The anesthesia, position, and abdominal incision and exposure are determined by the colon operation being performed. When markings are made preoperatively, they should be scratched gently into the skin with an “X” prior to skin preparation. If this is not done, at the end of a long and difficult case, the inked markings will likely be gone. Upon completion of the colon anastomosis and prior to closure of the abdomen, the ostomy site is revisited. The cut edge of the abdominal wall, namely, the linea alba in the midline incision, is grasped with Kocher clamps and retracted to the central position it will occupy after closure. In patients with a thick abdominal wall, an additional clamp may be placed on the dermis to hold the abdominal wall in its usual alignment. A 3-cm circle of skin is excised and the dissection is carried down through the subcutaneous fat to the anterior fascia of the rectus muscle. A two finger–sized opening is made through the fascia. Some prefer a single slit, while others make a cruciate incision. The rectus muscle is spread or retracted medially. Care should be taken not to injure the epigastric vessels that run deeply in the center of this muscle. Another two finger–sized opening is made through the posterior sheath and peritoneum.
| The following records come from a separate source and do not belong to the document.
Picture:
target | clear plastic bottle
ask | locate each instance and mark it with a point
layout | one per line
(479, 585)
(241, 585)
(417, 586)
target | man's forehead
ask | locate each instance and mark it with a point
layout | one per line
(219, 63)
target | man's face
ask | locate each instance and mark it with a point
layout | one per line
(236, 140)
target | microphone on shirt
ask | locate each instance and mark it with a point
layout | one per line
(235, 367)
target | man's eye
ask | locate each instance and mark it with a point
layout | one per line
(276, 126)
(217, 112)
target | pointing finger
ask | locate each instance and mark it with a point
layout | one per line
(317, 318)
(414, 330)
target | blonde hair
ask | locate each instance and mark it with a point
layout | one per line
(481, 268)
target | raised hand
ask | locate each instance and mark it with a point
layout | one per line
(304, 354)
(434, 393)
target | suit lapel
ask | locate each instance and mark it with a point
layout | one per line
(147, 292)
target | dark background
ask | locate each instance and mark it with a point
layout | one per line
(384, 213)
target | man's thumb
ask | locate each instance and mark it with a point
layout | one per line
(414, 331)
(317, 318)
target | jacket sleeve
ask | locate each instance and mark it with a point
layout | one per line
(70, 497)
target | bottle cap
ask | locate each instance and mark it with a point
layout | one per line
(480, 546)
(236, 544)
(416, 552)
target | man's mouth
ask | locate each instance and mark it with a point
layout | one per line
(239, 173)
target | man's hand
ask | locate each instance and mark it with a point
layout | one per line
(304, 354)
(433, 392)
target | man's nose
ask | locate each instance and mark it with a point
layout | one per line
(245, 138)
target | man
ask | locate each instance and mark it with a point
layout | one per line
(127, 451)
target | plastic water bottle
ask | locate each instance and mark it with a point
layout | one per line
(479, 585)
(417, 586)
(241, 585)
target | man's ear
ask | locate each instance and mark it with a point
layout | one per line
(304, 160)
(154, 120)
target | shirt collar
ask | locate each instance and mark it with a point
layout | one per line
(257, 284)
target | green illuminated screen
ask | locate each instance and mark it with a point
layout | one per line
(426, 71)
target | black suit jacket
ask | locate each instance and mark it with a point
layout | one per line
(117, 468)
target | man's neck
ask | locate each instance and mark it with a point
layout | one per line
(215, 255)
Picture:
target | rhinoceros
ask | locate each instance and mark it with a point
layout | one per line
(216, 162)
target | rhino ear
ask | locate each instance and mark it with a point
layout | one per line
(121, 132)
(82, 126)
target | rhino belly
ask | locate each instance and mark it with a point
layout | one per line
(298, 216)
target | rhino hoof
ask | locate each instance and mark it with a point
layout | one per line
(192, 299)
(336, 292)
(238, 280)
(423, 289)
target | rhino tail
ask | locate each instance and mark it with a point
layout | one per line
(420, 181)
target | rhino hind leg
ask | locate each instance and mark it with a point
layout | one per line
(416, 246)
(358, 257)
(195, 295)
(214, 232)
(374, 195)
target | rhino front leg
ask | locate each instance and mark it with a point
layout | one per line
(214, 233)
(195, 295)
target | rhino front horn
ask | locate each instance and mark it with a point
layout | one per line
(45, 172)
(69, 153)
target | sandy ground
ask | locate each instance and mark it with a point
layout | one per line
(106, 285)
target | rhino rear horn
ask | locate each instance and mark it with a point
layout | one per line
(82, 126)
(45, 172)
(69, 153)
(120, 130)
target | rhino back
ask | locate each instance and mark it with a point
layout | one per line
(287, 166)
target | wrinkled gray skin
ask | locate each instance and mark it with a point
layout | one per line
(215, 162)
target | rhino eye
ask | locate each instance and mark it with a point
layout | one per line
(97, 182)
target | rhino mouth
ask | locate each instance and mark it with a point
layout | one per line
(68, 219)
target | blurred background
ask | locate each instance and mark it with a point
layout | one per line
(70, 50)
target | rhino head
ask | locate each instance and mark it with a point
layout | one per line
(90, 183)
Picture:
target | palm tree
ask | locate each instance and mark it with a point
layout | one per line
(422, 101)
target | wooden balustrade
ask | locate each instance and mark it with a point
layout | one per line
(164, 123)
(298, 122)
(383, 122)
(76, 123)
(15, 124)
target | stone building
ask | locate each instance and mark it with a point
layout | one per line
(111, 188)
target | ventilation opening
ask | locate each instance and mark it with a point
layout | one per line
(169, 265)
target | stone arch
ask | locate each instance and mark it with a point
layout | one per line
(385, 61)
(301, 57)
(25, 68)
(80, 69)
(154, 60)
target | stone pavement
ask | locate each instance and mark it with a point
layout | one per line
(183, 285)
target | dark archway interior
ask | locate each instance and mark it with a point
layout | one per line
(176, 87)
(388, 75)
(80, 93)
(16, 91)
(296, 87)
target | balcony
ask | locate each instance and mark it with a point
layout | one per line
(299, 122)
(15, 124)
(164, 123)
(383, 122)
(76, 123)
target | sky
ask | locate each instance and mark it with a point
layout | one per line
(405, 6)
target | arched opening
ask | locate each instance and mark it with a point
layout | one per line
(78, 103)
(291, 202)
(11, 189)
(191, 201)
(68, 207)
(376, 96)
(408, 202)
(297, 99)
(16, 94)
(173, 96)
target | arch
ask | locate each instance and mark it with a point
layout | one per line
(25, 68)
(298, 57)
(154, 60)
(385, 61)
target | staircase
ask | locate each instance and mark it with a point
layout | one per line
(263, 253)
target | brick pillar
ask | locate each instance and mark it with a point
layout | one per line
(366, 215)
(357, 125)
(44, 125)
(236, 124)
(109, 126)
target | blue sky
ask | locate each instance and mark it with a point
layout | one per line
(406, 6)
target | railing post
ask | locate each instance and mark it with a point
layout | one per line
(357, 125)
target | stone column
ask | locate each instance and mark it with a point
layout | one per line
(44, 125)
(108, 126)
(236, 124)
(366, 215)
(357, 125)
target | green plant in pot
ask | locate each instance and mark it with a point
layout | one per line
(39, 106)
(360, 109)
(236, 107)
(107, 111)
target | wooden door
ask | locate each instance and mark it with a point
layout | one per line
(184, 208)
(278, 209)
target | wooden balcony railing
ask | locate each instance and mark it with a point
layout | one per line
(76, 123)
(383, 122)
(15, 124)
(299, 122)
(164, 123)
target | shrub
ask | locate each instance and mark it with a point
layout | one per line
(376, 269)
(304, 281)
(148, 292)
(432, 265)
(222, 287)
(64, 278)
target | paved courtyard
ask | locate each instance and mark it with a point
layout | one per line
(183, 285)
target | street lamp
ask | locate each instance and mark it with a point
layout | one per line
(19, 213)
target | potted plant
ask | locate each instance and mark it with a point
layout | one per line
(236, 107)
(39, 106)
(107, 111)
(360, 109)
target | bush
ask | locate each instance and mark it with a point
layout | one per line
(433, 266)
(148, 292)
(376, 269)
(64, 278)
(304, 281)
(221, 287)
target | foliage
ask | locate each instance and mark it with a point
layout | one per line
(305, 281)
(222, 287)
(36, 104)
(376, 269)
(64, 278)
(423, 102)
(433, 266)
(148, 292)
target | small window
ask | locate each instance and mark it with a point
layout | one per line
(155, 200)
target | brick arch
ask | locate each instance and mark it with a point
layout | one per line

An appropriate segment of terminal ileum, usually about 1 ft or so proximal to the ileocecal valve, is selected. This section of small bowel must have sufficient mobility to reach through the abdominal wall without stretch or tension. It should also be proximal enough to allow side-to-side anastomosis at the time of ostomy closure. A blunt Kelly hemostat is used to create a mesenteric opening just beneath the wall of the ileum. A segment of umbilical tape or a soft rubber Penrose drain is drawn through the opening (Figure 2) and a seromuscular absorbable suture is placed to mark the proximal limb of the ileum. The opening in the abdominal wall is checked again for size relative to the thickness of the ileal loop and its mesentery. In general, a two finger–sized opening is adequate. The tape and the ileal loop are brought through the abdominal wall using gentle traction with a rocking motion (Figure 3). The loop is oriented in a vertical manner with the active proximal limb and its marking suture placed at the cephalad or 12 o'clock position. The loop ileostomy should protrude about 5 cm above the level of the skin. A plastic ostomy rod replaces the umbilical tape or Penrose drain to prevent retraction following closure of the abdomen. The caudal or inactive side of the loop is opened transversely for two-thirds of its diameter in a position about halfway up from the skin level to that where the tape or Penrose drain penetrates the mesentery. Submucosal bleeding sites are secured with fine 0000 silk ligatures or cautery. The distal inactive stoma is matured first by placing fine 0000 absorbable sutures that traverse the entire thickness of the ileal bowel wall (Figure 4). This suture is completed as a transverse subcuticular bite beneath the skin edge. Three or four sutures are required for full eversion of the stoma (Figure 4A). The marking suture is cut or removed, and the proximal active stoma is everted. This maneuver is assisted by using the rounded, blunt end of the scalpel handle. The handle tip applies countertraction as the free mucosal edge is brought down to the skin with forceps or a similar grasping instrument (Figure 5). The cephalad bowel wall is then secured about its perimeter to the subcutaneous skin with interrupted fine absorbable sutures. Rods with “T” ends need not be secured. Others should be secured by placing a non-absorbable monofilament suture at each end of the rod (Figure 6).
The viability of the stoma is rechecked and the intra-abdominal portion of the loop is examined. The loop must come up without angulation or tension, since postoperative ileus may distend the abdomen. Finally, the ileal loop opening through the abdominal wall is reevaluated for snugness. An opening that allows passage of the loop plus one finger is recommended to minimize constriction or herniation.